If a person in therapy has developed basic trust and formed a genuine alliance with her therapist, has uncovered his inner beliefs and faced the childhood traumas they were based on without any glossing over, and finally, if he or she has freed herself up emotionally and physically, this person has broken through her character structure. This is an incredible and heroic accomplishment! If entering into therapy is reminiscent of the initial crisis of being born in a desperate state of need, then breaking free of one’s character structure is the equivalent experience to being “born again”, only this time into a healthy, loving inner environment with all the powers, faculties and wisdom of an adult.
This time around, the newly “born” person’s basic trust stays intact, because the patient has now become her own loving parent. So, the person can go about the business of exploring life, just like a well-loved and secure baby does, outside of the inhibiting armor of a defensive structure. Stimulation and sensations in the internal and external worlds are experienced as new again, and, as such, are felt to be both exciting and frightening at first. Just as the newborn child needs to learn how to walk and talk and orient himself to life on planet Earth, a newly opened adult needs to re-learn how to do those things outside of the cramped confines of an inhibited life and contracted or de-energized body.
Also like an infant who doesn’t have an identity based on roles or images yet, a newly released adult has a much more fluid and undefined sense of self. At first, many people at this stage of therapy complain that they feel “lost” or say, “I don’t know who I am anymore”, or “I don’t know where I’m going.” This feeling is not “replaced” with a new identity, however. Instead, the person, over time, gets used to living more like a spirit, free of the limited notions of a clearly defined self, and free from rigid ideas about space and time. More and more moments of exhilarating freedom and a humble but genuine self-confidence begin to infuse the person as a result.
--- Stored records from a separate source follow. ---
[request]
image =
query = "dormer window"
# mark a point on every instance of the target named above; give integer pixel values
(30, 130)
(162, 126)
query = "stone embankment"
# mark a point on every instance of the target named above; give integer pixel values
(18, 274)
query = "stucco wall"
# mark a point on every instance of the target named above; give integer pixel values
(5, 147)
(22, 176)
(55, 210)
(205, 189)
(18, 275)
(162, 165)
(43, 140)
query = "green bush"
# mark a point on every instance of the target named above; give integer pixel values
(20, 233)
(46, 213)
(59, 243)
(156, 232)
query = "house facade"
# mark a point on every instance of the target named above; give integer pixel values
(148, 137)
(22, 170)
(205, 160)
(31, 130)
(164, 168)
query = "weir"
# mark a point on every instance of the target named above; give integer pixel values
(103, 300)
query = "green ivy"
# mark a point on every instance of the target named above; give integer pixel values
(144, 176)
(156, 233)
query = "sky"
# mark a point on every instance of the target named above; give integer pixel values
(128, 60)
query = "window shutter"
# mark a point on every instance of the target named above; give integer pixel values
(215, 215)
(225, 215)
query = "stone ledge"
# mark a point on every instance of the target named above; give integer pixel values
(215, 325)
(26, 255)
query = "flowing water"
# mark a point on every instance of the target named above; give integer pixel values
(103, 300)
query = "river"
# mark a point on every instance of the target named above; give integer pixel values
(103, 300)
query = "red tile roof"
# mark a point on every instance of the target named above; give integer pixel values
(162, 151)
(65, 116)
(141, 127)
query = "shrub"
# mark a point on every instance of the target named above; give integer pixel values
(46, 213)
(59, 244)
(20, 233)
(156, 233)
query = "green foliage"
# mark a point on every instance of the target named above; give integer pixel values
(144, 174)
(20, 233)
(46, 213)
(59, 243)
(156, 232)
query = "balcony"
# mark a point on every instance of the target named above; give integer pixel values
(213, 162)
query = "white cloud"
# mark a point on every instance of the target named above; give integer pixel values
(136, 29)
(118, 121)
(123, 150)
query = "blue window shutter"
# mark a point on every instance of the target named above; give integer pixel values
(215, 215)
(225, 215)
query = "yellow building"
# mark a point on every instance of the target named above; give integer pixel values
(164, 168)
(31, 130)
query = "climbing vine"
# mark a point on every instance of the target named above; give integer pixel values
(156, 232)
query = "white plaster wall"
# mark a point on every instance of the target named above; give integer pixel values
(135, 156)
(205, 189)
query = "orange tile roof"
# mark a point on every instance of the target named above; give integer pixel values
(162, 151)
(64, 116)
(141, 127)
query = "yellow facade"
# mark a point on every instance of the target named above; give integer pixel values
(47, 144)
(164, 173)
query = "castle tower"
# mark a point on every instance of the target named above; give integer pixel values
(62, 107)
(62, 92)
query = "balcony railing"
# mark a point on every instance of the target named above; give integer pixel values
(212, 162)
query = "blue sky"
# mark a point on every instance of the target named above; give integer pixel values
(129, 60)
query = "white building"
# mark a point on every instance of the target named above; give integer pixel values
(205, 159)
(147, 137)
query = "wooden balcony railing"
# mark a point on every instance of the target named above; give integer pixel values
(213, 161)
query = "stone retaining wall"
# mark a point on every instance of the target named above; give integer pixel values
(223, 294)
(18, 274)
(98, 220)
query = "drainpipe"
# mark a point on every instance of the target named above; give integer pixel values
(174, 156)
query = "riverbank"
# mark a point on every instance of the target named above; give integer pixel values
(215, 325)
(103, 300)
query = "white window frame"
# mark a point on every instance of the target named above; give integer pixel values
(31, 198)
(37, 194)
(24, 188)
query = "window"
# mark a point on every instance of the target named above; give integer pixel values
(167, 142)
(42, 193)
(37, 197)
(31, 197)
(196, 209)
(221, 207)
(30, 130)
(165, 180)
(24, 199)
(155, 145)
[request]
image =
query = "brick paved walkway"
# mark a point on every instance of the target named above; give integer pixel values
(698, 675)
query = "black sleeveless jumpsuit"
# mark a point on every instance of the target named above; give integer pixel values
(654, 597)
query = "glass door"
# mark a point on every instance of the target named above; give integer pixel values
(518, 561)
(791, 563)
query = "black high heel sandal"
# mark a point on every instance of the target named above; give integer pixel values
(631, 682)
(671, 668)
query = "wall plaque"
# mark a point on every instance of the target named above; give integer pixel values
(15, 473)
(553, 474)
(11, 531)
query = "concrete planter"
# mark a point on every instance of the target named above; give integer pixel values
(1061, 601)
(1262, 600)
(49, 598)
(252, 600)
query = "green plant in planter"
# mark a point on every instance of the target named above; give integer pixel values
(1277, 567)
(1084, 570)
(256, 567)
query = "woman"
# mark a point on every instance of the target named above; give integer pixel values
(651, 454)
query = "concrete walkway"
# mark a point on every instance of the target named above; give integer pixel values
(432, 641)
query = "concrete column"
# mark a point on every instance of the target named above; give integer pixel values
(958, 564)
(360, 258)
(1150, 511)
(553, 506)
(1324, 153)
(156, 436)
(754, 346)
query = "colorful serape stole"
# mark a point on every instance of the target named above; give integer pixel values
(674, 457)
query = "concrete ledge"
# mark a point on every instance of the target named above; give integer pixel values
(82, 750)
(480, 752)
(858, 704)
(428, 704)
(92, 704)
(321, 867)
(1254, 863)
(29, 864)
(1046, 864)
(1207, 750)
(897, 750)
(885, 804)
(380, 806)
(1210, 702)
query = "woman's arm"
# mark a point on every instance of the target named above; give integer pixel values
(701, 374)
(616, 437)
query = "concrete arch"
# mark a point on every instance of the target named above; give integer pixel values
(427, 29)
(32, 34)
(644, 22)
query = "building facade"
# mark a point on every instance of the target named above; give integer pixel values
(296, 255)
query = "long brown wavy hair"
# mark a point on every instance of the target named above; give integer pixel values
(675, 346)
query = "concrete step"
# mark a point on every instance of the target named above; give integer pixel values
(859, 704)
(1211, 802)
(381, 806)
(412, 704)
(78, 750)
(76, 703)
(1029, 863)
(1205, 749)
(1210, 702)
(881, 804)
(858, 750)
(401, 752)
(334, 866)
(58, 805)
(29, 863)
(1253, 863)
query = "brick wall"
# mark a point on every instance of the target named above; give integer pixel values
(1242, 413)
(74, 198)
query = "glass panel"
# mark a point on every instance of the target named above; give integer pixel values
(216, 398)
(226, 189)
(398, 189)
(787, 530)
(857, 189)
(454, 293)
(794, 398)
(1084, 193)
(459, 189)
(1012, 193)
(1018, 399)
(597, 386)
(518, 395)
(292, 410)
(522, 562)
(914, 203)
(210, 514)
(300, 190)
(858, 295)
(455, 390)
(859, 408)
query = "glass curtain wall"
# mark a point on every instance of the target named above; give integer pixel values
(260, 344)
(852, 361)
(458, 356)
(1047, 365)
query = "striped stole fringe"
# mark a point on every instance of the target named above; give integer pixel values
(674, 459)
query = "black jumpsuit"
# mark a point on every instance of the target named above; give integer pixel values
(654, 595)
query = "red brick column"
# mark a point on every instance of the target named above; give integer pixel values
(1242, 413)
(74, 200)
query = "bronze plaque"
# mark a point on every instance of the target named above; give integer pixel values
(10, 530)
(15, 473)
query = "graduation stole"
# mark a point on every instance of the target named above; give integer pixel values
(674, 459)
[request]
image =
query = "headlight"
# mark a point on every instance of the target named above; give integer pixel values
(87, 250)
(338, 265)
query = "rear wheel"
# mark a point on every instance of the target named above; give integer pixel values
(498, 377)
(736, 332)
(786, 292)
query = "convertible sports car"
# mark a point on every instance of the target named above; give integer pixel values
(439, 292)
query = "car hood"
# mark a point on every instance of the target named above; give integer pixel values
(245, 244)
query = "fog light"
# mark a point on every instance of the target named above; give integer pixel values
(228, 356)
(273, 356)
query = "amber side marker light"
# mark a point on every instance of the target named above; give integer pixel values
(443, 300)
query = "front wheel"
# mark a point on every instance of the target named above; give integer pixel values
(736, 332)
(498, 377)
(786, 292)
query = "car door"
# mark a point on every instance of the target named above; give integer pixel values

Finally, like a baby who has no conception of the past or future but is totally in the moment, focused only on the immediate input to its five senses, the free adult is once again a sensate being, connected to the now. The richness of physical life and the importance of pleasure become clear. Judgments about one’s desires fall away. Ruminating about the past and worrying about the future no longer occupies the mind. The actualized adult’s ego is “repaired”, and assigned to its proper functions of observing, mediating and remembering, instead of controlling, punishing and suppressing.
This stage of the healing process is a time of getting used to expansive influxes of energy, and once again, as in infancy, it is a time of feeling emotions and sensations in one’s body intensely. The therapist needs to explain that the feelings of fear the patient is having now are not regressive, “old” feelings, but rather, they are appropriate, natural feelings of fear that anyone on a new adventure has. The therapist can reassure the patient that he or she will no longer be paralyzed by strong emotions, and that there is no longer the possibility of regression. This could take time, but now, for the person at this stage, time is an ally. The patient who has broken through his character structure has re-ignited his natural healing process and will only “get better” with the passage of time. This person will truly “age gracefully.”
Inevitably, at this time in the person’s development, sexual gratification and creative expression become paramount issues for the patient. No longer suffering “neurotically” (unconsciously repeating childhood scenarios symbolically over and over again), the patient now becomes focused on the adult needs to share deep intimacy and pleasure with another and to fulfill what Erikson called “generativity”, the desire to give back to the world and the next generation through creative expression. This will often be a time, regardless of the patient’s age, of going back to school, changing careers, and exploring one’s sexual nature, including for many, “learning” how to enjoy sex joyfully, without guilt or shame.
The therapist is mostly engaged in supportive counseling and “teaching” at this time, no longer needing to focus on uncovering hidden images and beliefs or unblocking feelings in the body. This patient knows her own story now and he can cry or laugh fully when the moment calls for it. Meditation and journal writing are very valuable tools to facilitate the process at this stage of development, because just as the body has to re-adjust to free living, so does the mind. Habitual ways of thinking and behaving will assert themselves occasionally, particularly under stress or fatigue, but since the person is now operating consciously, and not locked in her body, subtler techniques will bring him back to a centered, balanced place in shorter and shorter amounts of time.